Image courtesy Tippett Studio.

"Even with as far as computing power has come," said Fredenburg "it still is very difficult to accurately mimic real life, so everything we do to come up with our fur look is an approximation,
a cheat. It's not about replicating a wolf hair for hair; it's about getting the feel of a wolf. Even though we pushed 4 million hairs on this show, which is
twice what we normally grow, it is still not nearly the number of hairs a real wolf has."

A real wolf would have hundreds of millions of hairs but a digital wolf will only have perhaps four million, so some interpretation is needed to achieve the same effect.

To help achieve the fullness and fur realism needed, Aharon Bourland, Technical Art Director and Look Development, helped create Tippetts' in-house tool, Furator.

New Moon was the second Tippett film where this tool was used. Similar
to Shake in that is uses a tree-based system, it allows for characteristics
of hair to be added via nodes, then merged back together for the final groom.

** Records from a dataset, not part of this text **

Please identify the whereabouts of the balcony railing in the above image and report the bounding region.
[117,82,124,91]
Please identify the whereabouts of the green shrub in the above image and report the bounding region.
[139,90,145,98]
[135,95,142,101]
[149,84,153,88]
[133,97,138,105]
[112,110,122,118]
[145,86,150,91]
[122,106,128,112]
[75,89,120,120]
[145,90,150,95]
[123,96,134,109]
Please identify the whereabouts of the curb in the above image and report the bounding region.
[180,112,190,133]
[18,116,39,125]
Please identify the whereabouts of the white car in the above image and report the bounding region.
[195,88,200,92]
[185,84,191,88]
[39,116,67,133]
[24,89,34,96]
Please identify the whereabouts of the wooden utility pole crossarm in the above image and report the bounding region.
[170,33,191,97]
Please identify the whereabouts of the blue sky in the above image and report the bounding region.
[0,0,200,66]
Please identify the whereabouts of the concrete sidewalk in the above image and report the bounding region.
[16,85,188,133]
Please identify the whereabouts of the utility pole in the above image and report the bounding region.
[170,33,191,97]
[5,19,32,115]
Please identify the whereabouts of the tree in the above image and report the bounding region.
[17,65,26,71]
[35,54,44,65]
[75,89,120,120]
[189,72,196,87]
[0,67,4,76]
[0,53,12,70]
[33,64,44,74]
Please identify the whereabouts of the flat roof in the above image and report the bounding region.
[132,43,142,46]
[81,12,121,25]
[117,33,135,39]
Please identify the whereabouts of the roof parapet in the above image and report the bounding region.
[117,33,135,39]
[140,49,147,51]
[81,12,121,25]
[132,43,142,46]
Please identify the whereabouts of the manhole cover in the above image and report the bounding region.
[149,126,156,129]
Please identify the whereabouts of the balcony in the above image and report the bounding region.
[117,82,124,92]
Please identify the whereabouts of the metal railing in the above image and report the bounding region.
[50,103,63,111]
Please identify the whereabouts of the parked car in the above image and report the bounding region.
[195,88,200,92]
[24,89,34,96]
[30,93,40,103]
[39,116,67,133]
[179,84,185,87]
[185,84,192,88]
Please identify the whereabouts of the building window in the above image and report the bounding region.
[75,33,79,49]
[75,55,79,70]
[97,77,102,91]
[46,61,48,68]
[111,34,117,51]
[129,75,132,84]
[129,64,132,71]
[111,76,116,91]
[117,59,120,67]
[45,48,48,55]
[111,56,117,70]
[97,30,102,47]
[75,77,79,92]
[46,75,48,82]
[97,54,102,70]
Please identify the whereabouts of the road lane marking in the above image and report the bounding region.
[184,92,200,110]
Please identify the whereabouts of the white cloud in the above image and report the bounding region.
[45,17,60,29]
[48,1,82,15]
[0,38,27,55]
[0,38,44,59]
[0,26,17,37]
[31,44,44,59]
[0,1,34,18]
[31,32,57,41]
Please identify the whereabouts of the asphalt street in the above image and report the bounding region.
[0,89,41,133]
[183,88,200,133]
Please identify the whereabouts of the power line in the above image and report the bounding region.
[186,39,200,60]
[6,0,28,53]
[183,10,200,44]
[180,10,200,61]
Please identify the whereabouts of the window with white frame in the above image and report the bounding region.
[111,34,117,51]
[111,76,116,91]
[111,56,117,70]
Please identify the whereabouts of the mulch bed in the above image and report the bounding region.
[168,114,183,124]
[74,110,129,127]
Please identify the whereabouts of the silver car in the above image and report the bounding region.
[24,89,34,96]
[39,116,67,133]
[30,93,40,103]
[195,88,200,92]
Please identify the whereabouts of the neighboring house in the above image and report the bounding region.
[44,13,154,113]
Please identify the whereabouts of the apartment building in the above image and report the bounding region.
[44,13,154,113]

It was developed to be highly flexible and extensible, such as the ability to twist a group of hairs from the tip and leave the base alone.

Another very helpful addition was Scraggle, a tool that used a CV interp node that increased the number of CV's and resulted in a scraggled hair, then further adjusted so that the majority of scraggle was towards the base, creating the illusion of a thicker undercoat with smoother fur on top.